January 03, 1991|TOM FURLONG | TIMES STAFF WRITER

Landmark Land Co., which owns some of Southern California's premier golf courses, said Wednesday that it has agreed to sell its prime real estate for as much as $937 million to private interests, including its senior management and investors from Japan.

If the sale goes through, it would mark yet another major Japanese investment in prime golf courses in the United States. Japanese investors already own the Riviera Country Club in Los Angeles and the famous Pebble Beach course on the Monterey Peninsula.

The proposed sale--the second of its kind tried in the past nine months--was greeted with deep skepticism by Wall Street investors, who sent Landmark Land's stock plunging. The firm's shares fell $1.125 a share to close at $7 on the American Stock Exchange.

A key part of the deal calls for the sale to be 60% financed by New Orleans-based Oak Tree Savings Bank, a money-losing financial institution owned by Carmel-based Landmark.

"This deal is another joke," said Tom Barton, a partner in the Dallas office of Feshbach Bros., an investment firm that specializes in betting stocks will go down in value, a practice known as selling short. "Sixty percent financed by Oak Tree? That's not a sale."

Landmark officials declined to elaborate on their announcement, which identified the latest buyers as a joint venture led by Tokyo-based Daiichi Real Estate that also included Landmark Chairman Gerald G. Barton.

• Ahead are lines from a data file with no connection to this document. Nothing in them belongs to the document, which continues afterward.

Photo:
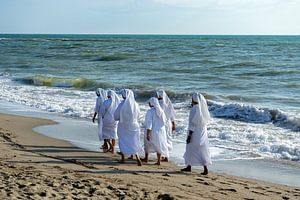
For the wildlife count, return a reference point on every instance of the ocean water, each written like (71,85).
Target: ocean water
(252,83)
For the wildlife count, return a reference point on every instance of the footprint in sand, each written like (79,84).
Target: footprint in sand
(186,185)
(228,189)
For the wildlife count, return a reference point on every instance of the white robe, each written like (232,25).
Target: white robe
(168,124)
(197,151)
(109,129)
(97,109)
(128,133)
(158,141)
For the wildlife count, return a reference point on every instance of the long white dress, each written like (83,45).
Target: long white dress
(97,109)
(128,127)
(158,141)
(197,151)
(167,106)
(109,107)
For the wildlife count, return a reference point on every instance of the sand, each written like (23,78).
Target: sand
(34,166)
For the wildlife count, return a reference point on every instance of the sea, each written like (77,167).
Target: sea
(251,83)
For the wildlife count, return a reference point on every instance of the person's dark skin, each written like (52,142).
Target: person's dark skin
(188,140)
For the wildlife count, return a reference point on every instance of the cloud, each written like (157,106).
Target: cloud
(224,4)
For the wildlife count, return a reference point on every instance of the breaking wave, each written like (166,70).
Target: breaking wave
(79,83)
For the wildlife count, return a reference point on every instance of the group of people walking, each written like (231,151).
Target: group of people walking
(118,119)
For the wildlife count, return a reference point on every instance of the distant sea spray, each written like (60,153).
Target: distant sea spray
(251,82)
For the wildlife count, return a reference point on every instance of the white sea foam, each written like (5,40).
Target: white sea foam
(240,138)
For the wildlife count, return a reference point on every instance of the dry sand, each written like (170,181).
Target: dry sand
(34,166)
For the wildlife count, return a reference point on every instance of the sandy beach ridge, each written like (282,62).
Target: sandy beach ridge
(34,166)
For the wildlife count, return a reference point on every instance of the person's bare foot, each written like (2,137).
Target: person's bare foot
(139,162)
(205,172)
(165,159)
(121,161)
(187,169)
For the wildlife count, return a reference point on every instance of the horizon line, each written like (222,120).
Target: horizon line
(166,34)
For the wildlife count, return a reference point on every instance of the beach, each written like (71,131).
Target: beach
(34,166)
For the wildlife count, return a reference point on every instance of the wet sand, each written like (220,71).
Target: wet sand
(35,166)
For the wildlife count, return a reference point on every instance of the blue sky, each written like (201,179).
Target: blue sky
(151,16)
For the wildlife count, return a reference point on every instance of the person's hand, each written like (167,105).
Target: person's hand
(173,126)
(188,140)
(148,136)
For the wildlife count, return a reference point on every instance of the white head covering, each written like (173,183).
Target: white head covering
(130,110)
(115,101)
(101,92)
(202,115)
(158,110)
(168,106)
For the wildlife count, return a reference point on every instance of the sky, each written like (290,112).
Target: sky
(217,17)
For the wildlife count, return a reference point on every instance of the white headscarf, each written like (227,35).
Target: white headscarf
(158,110)
(168,106)
(101,92)
(115,101)
(130,110)
(202,114)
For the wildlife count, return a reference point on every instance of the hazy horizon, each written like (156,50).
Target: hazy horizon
(160,17)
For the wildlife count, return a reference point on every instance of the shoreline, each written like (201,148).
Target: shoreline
(56,169)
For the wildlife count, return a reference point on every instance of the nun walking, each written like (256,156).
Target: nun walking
(128,131)
(168,108)
(155,139)
(109,128)
(197,149)
(101,96)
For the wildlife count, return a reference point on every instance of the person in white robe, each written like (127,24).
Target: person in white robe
(109,129)
(197,148)
(155,138)
(101,96)
(168,108)
(128,130)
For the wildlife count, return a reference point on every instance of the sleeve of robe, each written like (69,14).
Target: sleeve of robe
(148,120)
(192,126)
(96,109)
(104,108)
(117,113)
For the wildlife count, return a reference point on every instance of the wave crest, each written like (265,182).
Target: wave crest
(79,83)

A similar deal last April to sell Landmark's prime assets to Orange County developer Barry G. Hon for $967 million eventually collapsed after federal banking regulators objected to Oak Tree's key role in the financing. Oak Tree was to finance approximately 75% of that sale.

The sale announced Wednesday is a two-step deal that calls for Landmark to sell its best properties--which include the La Quinta, Mission Hills and PGA West golf courses in the Palm Springs area--for $739 million. A second phase includes options to sell another group of lower-profile properties for $198 million.

The sale must be approved by company shareholders as well as the Office of Thrift Supervision and other bank supervisory agencies. "There is no assurance . . . that the transaction will be consummated," Landmark said in a press release.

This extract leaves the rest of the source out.